Question
If 10logx=1107 , what is the value of x?(1 point) Responses 10−7 10 superscript negative 7 baseline 107 10 superscript 7 baseline 7 7 −7
Answers
Answered by
GPT-4o mini
To solve the equation \( 10 \log x = 1107 \), we first isolate \( \log x \):
\[
\log x = \frac{1107}{10} = 110.7
\]
Next, we solve for \( x \) by rewriting it in exponential form. Since \( \log x \) is in base 10, we can express \( x \) as:
\[
x = 10^{110.7}
\]
Therefore, the value of \( x \) is \( 10^{110.7} \).
Now, let's take a look at the answer choices:
1. \( 10^{-7} \)
2. \( 107 \)
3. \( 10^{7} \)
4. \( 7 \)
However, based on our calculation, the correct answer \( 10^{110.7} \) does not appear among the provided options. If you're looking for a simplified or rounded form, \( 10^{110.7} \) is the accurate representation for \( x \).
\[
\log x = \frac{1107}{10} = 110.7
\]
Next, we solve for \( x \) by rewriting it in exponential form. Since \( \log x \) is in base 10, we can express \( x \) as:
\[
x = 10^{110.7}
\]
Therefore, the value of \( x \) is \( 10^{110.7} \).

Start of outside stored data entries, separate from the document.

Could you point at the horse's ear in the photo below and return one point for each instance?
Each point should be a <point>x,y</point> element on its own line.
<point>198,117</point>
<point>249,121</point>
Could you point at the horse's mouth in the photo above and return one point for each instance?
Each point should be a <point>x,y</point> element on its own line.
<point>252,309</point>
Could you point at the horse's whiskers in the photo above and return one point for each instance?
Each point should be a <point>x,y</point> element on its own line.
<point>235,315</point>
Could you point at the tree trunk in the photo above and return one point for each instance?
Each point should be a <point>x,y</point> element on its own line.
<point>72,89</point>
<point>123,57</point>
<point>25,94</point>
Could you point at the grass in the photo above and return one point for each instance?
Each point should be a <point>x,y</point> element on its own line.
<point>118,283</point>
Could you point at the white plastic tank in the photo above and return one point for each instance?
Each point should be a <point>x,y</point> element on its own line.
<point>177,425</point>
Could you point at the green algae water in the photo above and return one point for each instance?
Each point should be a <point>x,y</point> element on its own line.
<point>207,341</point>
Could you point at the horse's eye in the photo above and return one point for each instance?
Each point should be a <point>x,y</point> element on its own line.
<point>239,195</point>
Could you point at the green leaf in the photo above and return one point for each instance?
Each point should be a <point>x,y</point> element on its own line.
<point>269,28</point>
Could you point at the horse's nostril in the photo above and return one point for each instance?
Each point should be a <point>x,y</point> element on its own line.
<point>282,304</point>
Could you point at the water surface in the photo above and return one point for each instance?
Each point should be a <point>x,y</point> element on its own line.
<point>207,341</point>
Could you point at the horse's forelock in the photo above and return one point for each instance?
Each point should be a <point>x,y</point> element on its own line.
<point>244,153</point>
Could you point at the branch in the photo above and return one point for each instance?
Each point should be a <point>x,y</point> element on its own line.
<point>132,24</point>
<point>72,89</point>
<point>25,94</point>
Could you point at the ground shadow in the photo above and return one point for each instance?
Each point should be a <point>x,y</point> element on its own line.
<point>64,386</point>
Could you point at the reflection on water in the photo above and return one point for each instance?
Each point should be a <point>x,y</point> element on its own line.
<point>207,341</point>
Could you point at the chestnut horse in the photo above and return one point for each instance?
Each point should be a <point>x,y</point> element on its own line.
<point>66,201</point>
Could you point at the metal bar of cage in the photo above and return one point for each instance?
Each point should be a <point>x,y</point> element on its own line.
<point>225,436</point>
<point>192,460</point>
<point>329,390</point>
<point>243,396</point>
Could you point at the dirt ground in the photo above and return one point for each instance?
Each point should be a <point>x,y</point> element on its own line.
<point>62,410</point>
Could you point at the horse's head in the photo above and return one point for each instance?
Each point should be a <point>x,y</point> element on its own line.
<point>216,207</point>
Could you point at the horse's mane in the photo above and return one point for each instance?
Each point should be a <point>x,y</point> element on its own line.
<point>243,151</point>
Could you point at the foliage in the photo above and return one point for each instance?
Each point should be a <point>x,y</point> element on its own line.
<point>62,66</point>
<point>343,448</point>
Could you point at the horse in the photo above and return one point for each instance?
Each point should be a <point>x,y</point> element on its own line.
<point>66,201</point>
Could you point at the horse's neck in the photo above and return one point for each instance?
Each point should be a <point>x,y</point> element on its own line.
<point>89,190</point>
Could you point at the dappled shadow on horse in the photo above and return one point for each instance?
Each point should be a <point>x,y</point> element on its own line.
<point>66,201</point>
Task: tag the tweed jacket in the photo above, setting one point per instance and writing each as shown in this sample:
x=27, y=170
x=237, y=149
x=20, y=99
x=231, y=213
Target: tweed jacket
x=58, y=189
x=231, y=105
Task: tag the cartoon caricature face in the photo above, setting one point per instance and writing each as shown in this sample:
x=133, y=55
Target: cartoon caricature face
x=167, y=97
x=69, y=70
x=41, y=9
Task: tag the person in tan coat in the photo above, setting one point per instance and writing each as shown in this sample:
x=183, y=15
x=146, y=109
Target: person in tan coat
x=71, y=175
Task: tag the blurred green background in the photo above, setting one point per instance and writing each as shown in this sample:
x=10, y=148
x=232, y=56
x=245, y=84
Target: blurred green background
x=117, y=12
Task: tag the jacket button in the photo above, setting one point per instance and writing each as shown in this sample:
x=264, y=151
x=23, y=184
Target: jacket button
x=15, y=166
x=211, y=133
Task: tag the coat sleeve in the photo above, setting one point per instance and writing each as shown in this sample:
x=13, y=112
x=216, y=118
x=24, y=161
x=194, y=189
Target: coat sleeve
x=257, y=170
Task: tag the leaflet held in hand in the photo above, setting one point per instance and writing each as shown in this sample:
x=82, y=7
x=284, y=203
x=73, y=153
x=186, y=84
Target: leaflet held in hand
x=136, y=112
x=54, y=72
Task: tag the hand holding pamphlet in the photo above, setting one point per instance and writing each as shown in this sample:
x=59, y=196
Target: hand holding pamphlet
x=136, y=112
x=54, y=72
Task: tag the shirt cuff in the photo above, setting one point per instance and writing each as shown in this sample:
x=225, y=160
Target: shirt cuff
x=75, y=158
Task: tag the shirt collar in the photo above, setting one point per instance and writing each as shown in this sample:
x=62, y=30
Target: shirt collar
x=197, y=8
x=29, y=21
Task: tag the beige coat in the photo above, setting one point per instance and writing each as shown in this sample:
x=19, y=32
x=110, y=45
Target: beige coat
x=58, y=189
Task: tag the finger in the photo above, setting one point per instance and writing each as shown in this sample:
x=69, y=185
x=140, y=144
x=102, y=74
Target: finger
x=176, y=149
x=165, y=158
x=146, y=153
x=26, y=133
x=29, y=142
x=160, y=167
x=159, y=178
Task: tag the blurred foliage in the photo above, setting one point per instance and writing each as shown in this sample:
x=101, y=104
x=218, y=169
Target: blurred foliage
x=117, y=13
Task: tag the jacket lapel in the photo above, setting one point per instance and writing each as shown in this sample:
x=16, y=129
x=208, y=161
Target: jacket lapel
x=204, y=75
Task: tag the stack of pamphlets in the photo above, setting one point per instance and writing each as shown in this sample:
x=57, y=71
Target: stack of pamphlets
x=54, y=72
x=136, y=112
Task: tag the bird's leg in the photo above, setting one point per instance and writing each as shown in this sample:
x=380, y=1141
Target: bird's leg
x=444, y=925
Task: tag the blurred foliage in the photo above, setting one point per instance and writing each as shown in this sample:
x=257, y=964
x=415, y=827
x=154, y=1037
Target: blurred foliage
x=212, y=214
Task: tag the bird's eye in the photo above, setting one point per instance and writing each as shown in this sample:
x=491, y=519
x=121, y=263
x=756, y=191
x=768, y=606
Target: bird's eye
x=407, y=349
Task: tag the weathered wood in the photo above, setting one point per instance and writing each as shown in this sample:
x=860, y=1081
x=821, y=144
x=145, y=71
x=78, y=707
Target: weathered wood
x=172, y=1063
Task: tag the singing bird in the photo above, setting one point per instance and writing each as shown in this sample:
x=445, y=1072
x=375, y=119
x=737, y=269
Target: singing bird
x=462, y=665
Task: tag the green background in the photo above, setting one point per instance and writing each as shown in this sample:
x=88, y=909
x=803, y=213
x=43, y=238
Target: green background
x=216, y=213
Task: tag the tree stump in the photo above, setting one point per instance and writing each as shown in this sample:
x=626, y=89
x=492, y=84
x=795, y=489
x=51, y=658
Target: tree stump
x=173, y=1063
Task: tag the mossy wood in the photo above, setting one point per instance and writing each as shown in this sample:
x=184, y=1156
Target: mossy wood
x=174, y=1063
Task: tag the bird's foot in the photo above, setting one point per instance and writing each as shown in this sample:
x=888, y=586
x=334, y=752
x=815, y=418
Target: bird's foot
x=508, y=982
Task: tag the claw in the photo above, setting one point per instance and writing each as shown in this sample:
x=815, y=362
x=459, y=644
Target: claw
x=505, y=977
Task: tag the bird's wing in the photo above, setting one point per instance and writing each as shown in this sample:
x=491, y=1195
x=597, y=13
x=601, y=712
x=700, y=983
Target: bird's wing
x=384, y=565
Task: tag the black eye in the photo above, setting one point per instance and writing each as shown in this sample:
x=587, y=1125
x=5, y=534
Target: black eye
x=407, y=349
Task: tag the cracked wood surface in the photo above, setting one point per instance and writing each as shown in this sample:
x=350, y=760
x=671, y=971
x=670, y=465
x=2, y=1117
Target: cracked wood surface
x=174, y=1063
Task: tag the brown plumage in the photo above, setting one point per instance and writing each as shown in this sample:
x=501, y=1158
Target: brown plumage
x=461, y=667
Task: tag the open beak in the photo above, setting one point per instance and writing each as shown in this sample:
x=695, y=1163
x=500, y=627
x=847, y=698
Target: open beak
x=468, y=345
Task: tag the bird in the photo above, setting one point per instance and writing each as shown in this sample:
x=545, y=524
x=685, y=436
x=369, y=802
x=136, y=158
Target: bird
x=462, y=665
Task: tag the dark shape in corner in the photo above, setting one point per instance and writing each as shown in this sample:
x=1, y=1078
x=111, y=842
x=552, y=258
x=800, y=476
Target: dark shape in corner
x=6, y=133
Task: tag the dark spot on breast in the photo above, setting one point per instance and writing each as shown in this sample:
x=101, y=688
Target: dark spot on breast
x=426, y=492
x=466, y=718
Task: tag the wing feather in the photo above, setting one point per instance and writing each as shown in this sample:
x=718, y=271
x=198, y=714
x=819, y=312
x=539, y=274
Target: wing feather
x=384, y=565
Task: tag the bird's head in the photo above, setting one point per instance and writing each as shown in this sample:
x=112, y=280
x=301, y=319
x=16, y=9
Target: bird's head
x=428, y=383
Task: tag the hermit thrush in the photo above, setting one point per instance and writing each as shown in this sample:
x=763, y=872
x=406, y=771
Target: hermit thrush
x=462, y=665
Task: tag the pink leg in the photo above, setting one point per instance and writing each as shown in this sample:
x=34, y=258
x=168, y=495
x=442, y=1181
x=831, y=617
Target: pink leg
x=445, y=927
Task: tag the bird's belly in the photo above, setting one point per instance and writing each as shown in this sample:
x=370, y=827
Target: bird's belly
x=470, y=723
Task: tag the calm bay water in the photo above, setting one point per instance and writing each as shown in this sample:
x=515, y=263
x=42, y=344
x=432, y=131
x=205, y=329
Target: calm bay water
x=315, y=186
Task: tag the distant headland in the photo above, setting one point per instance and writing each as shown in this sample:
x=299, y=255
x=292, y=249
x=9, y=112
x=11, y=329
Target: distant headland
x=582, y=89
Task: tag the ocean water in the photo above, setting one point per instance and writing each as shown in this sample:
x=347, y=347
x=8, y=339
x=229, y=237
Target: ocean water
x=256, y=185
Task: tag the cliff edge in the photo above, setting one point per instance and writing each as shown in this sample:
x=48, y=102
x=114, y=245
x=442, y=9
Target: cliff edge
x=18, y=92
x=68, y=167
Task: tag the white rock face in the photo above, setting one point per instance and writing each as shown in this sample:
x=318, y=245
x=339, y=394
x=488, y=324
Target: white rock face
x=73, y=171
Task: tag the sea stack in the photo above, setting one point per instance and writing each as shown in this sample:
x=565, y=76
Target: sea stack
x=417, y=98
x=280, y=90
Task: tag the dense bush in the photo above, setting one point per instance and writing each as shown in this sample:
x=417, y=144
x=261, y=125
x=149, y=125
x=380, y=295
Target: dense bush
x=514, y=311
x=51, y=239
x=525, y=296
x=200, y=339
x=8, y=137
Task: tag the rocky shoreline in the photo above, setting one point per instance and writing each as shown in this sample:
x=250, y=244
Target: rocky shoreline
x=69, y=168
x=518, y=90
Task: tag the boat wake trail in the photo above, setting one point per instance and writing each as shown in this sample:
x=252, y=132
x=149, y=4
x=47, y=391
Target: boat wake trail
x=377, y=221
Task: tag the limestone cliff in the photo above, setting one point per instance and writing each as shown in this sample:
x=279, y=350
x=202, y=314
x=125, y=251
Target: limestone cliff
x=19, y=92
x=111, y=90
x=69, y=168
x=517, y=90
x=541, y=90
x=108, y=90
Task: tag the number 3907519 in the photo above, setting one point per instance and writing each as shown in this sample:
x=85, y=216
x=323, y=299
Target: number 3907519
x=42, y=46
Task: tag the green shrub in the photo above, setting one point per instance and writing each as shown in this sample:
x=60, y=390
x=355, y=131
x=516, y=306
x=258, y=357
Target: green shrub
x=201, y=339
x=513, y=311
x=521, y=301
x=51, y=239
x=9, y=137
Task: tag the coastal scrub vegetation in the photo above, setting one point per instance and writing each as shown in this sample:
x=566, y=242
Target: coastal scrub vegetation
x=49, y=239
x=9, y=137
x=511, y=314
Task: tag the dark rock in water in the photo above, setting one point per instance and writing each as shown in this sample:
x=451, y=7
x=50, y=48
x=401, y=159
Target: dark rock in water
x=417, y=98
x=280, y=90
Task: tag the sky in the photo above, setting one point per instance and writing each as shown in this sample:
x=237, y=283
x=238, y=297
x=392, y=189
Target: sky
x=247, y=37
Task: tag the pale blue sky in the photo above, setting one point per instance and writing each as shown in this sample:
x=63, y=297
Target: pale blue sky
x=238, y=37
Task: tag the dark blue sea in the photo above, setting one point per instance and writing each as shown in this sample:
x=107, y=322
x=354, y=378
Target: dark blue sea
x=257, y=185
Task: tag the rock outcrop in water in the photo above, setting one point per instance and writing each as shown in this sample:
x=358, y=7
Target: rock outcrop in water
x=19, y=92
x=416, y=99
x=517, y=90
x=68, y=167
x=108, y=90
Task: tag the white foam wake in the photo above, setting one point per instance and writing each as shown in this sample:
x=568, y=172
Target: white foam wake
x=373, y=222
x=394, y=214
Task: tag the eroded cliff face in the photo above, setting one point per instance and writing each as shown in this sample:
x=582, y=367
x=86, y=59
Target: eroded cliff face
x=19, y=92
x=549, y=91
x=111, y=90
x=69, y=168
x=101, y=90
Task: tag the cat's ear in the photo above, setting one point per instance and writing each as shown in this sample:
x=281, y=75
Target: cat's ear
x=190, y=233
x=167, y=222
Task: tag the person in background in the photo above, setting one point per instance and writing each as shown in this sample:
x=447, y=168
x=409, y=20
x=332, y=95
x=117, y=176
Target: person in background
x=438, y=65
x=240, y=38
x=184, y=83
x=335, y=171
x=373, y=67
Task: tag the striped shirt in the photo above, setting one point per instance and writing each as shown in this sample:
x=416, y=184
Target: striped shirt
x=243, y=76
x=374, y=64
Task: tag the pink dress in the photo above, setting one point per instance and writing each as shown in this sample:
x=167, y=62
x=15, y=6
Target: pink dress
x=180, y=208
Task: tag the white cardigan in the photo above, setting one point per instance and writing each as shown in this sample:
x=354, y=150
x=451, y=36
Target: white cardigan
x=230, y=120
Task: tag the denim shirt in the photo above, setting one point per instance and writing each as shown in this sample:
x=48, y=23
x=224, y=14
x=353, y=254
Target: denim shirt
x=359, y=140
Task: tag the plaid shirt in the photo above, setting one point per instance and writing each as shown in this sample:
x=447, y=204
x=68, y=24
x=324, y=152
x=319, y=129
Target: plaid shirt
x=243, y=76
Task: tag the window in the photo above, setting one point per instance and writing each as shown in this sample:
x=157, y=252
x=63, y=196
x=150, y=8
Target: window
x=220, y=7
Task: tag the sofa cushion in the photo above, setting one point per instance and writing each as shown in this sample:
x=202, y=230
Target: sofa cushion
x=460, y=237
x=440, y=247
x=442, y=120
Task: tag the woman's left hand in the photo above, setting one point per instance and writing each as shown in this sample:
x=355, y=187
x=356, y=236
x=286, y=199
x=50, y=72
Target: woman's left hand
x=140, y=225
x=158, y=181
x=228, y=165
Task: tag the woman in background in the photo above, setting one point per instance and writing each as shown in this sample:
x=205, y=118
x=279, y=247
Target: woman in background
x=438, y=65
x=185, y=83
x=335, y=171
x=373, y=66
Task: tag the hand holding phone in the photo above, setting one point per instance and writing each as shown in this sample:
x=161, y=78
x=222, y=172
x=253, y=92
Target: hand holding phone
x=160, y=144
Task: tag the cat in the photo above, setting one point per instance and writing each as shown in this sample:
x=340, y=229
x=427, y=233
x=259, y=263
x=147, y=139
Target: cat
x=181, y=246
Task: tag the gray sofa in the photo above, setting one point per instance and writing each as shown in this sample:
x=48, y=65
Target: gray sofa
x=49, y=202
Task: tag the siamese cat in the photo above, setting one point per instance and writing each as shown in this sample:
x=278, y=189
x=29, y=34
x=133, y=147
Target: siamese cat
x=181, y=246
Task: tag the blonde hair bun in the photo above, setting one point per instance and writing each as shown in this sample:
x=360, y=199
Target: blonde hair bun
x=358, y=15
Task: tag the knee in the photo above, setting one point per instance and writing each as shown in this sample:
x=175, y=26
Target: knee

Now, let's take a look at the answer choices:
1. \( 10^{-7} \)
2. \( 107 \)
3. \( 10^{7} \)
4. \( 7 \)
However, based on our calculation, the correct answer \( 10^{110.7} \) does not appear among the provided options. If you're looking for a simplified or rounded form, \( 10^{110.7} \) is the accurate representation for \( x \).